@ Chris C
"Why did Microsoft have to make a way (turned on by default, no less) to automatically run a program upon insertion of a disc/device?"
They didn't "have to"; they chose to for reasons that seem pretty obvious: either MS wants to simplify Windows so any idiot can use it, or MS thinks the users ~are~ idiots.
Two expressions of this attitude or design goal, whichever it is, are (a) guessing what the user intended when he makes a mistake and (b) doing favors for the user he didn't ask for. The dividing line between these categories is not sharp.
[An alternative analysis points at MS's arrogance,their patronizing attitude toward customers, and their "wasn't invented here" attitude toward lessons other people learned the hard way. Maybe it all amounts to the same thing.]
The minute you start trying to guess what the user intended, you are guaranteed to make mistakes. And those unasked-for favors will turn out to be mistakes of their own some of the time. Artificial intelligence is not yet a sufficiently advanced field to make either approach practicable.

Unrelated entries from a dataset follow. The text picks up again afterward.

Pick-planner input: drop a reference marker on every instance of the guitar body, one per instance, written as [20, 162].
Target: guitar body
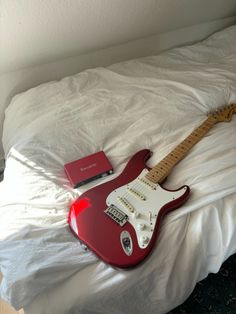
[120, 219]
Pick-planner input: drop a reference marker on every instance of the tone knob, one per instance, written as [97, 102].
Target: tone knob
[141, 226]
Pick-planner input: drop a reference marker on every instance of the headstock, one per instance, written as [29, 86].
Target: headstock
[224, 114]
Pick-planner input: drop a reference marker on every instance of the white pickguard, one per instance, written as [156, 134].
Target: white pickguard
[141, 200]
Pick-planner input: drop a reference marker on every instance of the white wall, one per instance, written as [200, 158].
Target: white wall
[45, 40]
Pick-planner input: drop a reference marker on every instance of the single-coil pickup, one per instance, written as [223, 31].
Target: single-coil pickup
[126, 204]
[148, 183]
[137, 194]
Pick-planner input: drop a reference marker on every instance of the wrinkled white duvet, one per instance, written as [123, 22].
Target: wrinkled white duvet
[154, 103]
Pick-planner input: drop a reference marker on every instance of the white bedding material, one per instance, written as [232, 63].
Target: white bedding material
[154, 103]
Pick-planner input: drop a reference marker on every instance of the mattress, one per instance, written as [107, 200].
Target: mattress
[153, 102]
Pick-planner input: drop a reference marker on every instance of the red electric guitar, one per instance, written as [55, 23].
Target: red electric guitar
[119, 220]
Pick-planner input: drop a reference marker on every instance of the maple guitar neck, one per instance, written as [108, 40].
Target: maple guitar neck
[159, 172]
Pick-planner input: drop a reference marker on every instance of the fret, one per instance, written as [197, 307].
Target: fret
[159, 172]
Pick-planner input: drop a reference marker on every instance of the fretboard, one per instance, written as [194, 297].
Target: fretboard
[158, 173]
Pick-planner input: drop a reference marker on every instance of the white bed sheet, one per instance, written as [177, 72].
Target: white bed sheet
[154, 103]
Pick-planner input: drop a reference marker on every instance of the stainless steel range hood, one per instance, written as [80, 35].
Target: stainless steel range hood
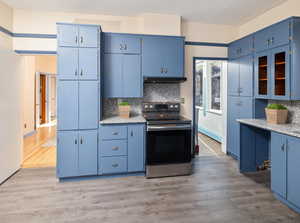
[164, 79]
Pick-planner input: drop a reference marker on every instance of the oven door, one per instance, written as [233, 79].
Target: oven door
[169, 144]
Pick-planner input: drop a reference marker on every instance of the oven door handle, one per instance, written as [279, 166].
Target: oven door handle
[151, 128]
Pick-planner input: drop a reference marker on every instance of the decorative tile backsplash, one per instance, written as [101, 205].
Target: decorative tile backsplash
[152, 93]
[294, 110]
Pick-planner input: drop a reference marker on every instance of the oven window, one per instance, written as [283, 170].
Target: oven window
[167, 147]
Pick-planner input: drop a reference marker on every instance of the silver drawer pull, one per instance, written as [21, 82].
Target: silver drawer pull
[115, 165]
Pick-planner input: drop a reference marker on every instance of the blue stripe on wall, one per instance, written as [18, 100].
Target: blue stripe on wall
[191, 43]
[34, 52]
[210, 134]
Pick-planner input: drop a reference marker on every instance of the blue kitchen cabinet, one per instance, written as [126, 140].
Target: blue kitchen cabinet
[238, 108]
[122, 43]
[136, 153]
[162, 56]
[88, 36]
[240, 76]
[122, 76]
[88, 106]
[241, 47]
[67, 105]
[67, 66]
[113, 75]
[88, 63]
[278, 168]
[74, 35]
[77, 153]
[88, 152]
[293, 167]
[67, 154]
[272, 36]
[77, 105]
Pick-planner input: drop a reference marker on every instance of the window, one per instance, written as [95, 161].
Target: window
[208, 84]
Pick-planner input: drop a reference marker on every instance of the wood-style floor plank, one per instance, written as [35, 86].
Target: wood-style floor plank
[216, 192]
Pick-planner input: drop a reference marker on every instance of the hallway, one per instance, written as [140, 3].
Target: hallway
[40, 148]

Chris C again: " Any idiot can tell you that automatically running unknown (and hence untrusted) code upon insertion of a disc/device is a stupid idea and is bound to cause problems."
You're right, and this just demonstrates how flawed MS's p.o.v. is.

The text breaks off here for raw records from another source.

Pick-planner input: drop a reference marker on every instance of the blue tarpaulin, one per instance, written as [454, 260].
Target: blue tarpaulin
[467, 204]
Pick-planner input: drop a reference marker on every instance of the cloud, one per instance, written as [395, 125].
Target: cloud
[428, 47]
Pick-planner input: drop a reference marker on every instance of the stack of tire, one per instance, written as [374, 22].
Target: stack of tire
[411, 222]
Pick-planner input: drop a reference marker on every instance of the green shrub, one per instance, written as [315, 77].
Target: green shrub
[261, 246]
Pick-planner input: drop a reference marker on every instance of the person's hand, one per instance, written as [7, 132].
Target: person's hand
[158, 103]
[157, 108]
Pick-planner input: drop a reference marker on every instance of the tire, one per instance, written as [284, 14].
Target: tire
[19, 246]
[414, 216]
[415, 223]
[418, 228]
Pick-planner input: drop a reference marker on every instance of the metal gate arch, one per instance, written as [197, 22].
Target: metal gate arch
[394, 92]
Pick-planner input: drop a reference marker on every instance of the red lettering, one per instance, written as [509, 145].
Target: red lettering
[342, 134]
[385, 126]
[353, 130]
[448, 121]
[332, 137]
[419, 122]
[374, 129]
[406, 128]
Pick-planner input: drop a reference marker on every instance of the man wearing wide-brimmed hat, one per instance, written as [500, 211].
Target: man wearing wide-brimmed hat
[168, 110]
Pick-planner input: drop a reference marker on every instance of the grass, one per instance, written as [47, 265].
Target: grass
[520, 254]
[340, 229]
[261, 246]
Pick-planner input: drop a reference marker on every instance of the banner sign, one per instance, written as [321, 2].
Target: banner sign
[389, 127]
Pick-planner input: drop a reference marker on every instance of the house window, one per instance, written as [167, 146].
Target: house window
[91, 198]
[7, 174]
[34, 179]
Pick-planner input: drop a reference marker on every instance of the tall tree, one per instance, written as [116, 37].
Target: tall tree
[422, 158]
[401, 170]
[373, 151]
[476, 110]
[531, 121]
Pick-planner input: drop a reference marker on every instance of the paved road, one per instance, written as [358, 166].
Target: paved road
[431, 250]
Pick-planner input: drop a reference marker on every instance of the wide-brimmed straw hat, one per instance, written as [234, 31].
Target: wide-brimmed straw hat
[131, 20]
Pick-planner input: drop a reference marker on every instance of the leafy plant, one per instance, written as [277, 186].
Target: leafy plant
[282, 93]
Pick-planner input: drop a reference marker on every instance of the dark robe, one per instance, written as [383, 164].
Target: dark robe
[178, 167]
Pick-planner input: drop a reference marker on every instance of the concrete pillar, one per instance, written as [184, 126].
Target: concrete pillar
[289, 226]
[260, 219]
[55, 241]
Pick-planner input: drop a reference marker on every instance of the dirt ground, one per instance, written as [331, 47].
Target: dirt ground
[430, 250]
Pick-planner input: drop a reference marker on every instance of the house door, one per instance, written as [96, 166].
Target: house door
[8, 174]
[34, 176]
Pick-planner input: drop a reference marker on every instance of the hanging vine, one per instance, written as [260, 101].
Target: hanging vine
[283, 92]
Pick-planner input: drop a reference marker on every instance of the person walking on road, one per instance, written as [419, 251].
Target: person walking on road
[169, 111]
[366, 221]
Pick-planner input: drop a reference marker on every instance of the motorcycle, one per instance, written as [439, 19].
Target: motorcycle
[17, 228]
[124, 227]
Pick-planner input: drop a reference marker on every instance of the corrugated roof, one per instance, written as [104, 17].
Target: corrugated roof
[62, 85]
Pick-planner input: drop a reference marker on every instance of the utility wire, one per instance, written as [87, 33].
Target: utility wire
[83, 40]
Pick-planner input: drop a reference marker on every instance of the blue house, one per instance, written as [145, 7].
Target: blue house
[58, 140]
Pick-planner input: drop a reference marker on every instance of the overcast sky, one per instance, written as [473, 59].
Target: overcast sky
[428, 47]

I conjecture that it's impossible to implement an idiot-proof system on a general purpose, programmable platform, but I'm not enough of a logician to be able to prove this.
A corollary to all this palaver of mine is that Windows, being designed for in-home use by idiots, is de facto not appropriate for serious applications.
PH as an example of "idiot" -- only seemingly, of course. That girl is smarter than she's given credit for.